Looking at this from another perspective. Let’s agree that the Judeo-Christian modesty continuum has become the global standard, and sex organs are considered private and always kept under wraps. Never mind that the breast is technically not sex organs, I won’t get into that argument right now - let’s just include them in the modesty taboo for the moment. Now what happens if someone decides that foot fetishes mean that feet should always remain covered? And then what happens if someone else decides that hands are really, really sexy and should remain covered? How far away are we from being covered by a burka? So what makes us different from the people that we consider “different?”
A friend told me that when he was a kid - so this must have been about 35 years ago - a woman chastized his mother for having him and his brother in the women’s changing room with her, and she replied to her children, “Don’t pay attention to her. She’s Canadian.” Meaning, she’s a prude.
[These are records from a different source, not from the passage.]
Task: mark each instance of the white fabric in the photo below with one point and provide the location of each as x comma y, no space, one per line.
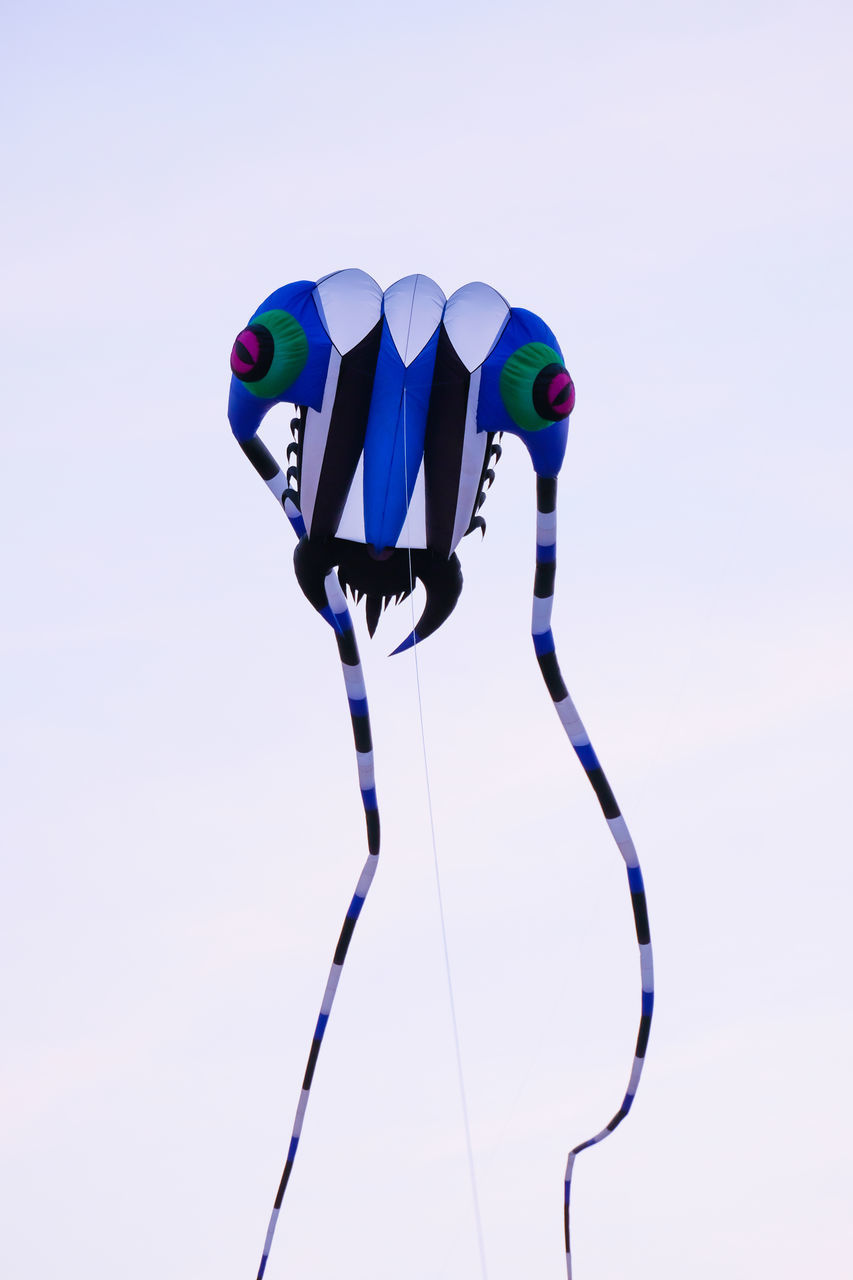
471,470
351,525
414,530
542,616
474,319
277,485
546,528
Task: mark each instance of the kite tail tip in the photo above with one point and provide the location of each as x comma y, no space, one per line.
411,639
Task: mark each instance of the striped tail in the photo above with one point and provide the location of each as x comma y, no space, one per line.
546,654
337,615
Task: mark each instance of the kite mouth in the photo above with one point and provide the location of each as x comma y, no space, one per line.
381,576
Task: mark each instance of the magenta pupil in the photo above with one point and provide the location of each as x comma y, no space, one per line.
553,393
252,353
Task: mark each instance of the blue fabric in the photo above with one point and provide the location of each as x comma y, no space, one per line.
588,758
400,397
369,798
546,447
635,880
543,643
246,411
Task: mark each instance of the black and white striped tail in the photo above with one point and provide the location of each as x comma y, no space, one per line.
337,615
546,654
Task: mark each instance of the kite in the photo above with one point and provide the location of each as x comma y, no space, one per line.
401,397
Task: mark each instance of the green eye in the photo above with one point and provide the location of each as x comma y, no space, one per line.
536,387
269,353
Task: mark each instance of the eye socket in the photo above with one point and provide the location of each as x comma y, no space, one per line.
553,393
269,353
536,387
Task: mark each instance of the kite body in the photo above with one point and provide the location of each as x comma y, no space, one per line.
400,397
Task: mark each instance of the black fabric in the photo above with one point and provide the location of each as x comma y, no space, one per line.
606,798
550,668
260,457
641,917
546,493
347,429
443,443
361,732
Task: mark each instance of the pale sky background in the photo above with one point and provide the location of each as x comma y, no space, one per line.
670,187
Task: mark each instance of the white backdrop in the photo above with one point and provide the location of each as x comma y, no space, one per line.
669,186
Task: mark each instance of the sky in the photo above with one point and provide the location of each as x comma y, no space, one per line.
670,187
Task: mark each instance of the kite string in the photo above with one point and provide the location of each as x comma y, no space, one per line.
469,1144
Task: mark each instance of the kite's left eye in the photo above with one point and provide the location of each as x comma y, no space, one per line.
553,393
269,353
536,387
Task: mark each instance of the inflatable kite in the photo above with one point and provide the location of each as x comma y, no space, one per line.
400,398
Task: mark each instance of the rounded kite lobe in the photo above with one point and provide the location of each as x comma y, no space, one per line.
252,353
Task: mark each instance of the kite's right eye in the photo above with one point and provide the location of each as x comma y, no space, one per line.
252,353
269,353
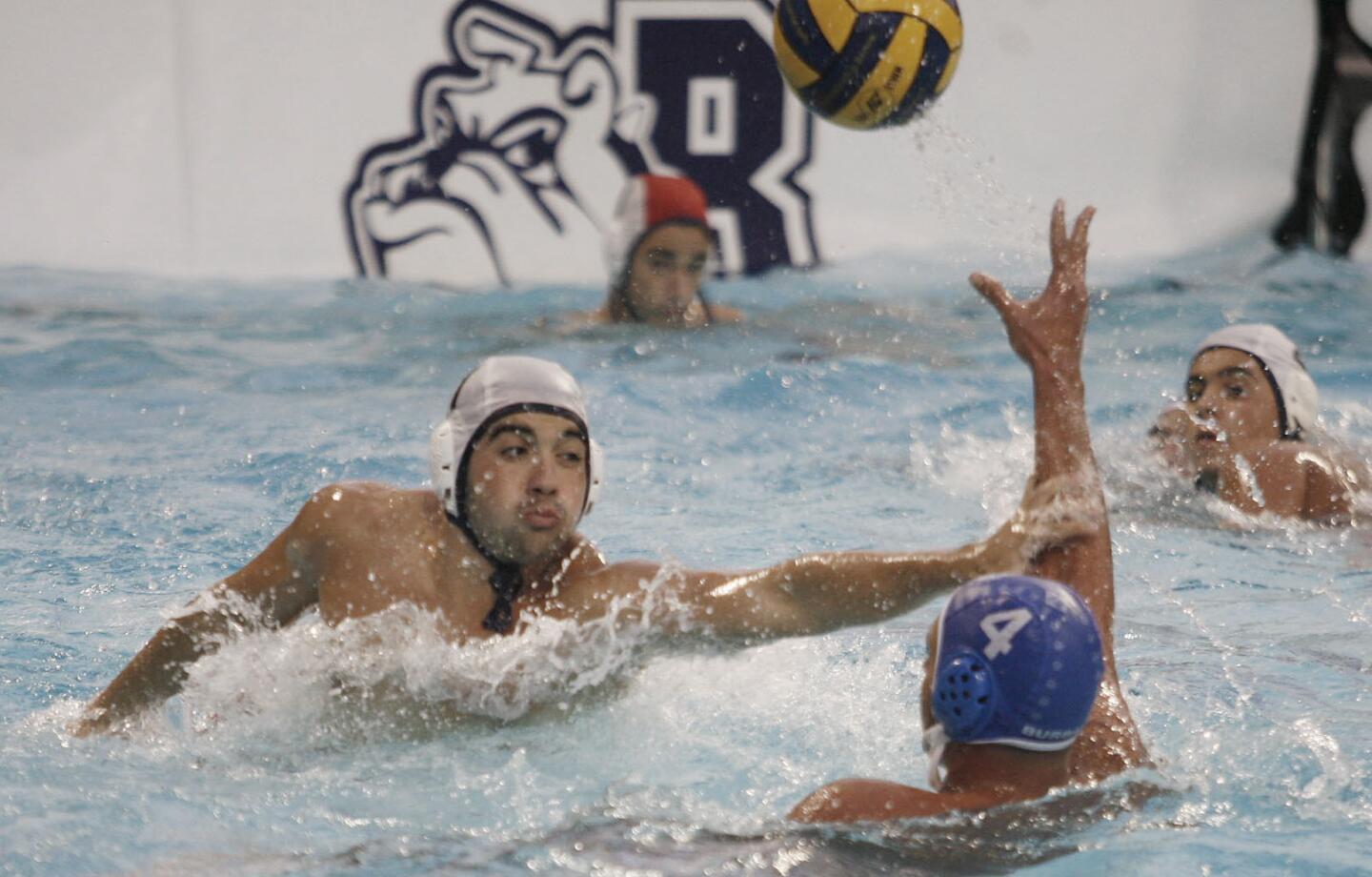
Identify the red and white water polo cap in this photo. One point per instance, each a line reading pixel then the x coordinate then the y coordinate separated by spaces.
pixel 646 202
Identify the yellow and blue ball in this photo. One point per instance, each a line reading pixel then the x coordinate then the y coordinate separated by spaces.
pixel 867 63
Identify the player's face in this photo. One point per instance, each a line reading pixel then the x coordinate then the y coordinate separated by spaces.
pixel 666 274
pixel 1232 399
pixel 527 484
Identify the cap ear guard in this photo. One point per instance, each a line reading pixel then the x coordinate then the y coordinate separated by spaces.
pixel 443 465
pixel 595 477
pixel 965 693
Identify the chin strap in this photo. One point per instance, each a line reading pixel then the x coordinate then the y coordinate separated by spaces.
pixel 507 583
pixel 935 743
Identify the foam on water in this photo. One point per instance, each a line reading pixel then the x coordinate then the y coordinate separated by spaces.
pixel 162 433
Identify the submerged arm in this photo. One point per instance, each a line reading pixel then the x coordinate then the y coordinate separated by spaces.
pixel 817 593
pixel 271 590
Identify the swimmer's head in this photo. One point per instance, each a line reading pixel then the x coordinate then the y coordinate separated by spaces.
pixel 657 249
pixel 494 390
pixel 1279 362
pixel 1017 662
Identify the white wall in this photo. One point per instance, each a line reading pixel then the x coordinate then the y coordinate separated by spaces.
pixel 217 136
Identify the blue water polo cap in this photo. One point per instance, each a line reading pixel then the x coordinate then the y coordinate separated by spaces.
pixel 1017 662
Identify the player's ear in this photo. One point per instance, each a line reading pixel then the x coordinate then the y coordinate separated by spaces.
pixel 483 39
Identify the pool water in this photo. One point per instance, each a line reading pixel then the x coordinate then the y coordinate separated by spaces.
pixel 156 434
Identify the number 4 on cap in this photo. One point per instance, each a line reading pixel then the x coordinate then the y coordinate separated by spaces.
pixel 1000 629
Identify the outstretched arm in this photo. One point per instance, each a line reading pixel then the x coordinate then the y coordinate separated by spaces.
pixel 817 593
pixel 1048 334
pixel 273 589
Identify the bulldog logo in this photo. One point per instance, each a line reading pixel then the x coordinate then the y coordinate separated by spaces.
pixel 524 137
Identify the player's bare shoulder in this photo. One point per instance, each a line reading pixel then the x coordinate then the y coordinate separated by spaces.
pixel 352 508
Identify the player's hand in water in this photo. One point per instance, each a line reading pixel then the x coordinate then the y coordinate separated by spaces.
pixel 1051 515
pixel 1048 330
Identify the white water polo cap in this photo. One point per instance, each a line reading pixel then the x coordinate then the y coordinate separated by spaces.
pixel 1298 401
pixel 646 202
pixel 497 387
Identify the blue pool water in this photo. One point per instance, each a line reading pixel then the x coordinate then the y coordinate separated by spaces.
pixel 156 434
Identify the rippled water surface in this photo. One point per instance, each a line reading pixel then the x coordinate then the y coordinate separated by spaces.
pixel 156 434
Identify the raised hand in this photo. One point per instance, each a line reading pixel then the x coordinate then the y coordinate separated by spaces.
pixel 1048 330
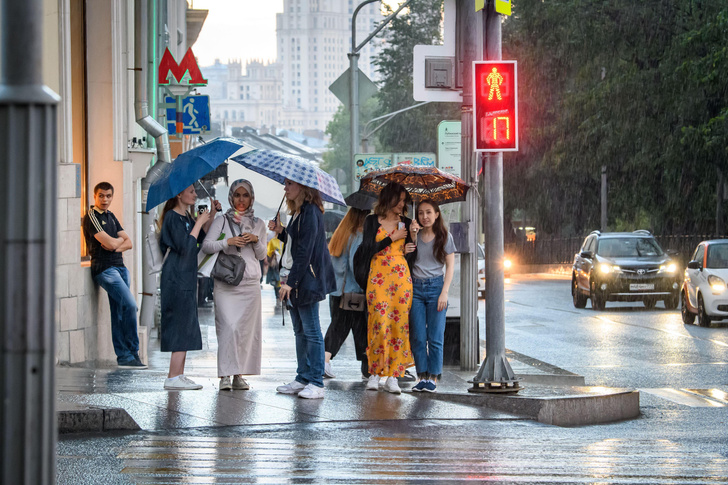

I never thought of us being prudish, and never really thought of Americans being prudes, either - well, except for the “banned in Boston” part, but that was connected to having a Puritan heritage, and that was supposed to be relatively raree - so when did slide start down the slippery slope? When did North America develop this hysteria over the physical bodies that God gave us? Do we really want to pass this type of shame and hysteria along to the next generations? I know I don’t. If I’m going to blur anything, it’s scenes of violence; I’ll leave the body intact.
I just have to contrast these items:
(1) South Africa legalizes same-sex marriage. Then again, it was the first constitution in the world to prohibit discrimination on the basis of sexual orientation, so we shouldn’t be surprised by this amazing and progressive move.
(2) This Terrence Has Two Fathers video, as seen on You Tube, Netherlands’ Children for Children series. Again, amazingly progressive.
(3) Delta Airlines lets a flight attendant’s personal prudishness overrule public legislation when a woman dared breastfeed her child - in other words, commit a legal act (breast-feeding is protected under the Public Accommodations Act, meaning that a mother is allowed to breast-feed in public). How amazingly regressive!
(4) Passenger is removed from flight for wearing “offensive” t-shirt. Again, how regressive and anti-democratic. And selective about free speech - just about every time I’ve been on a flight, I’ve seen lots of stuff offensive to me, and those passengers have been allowed to fly. So who gets to decide what is offensive?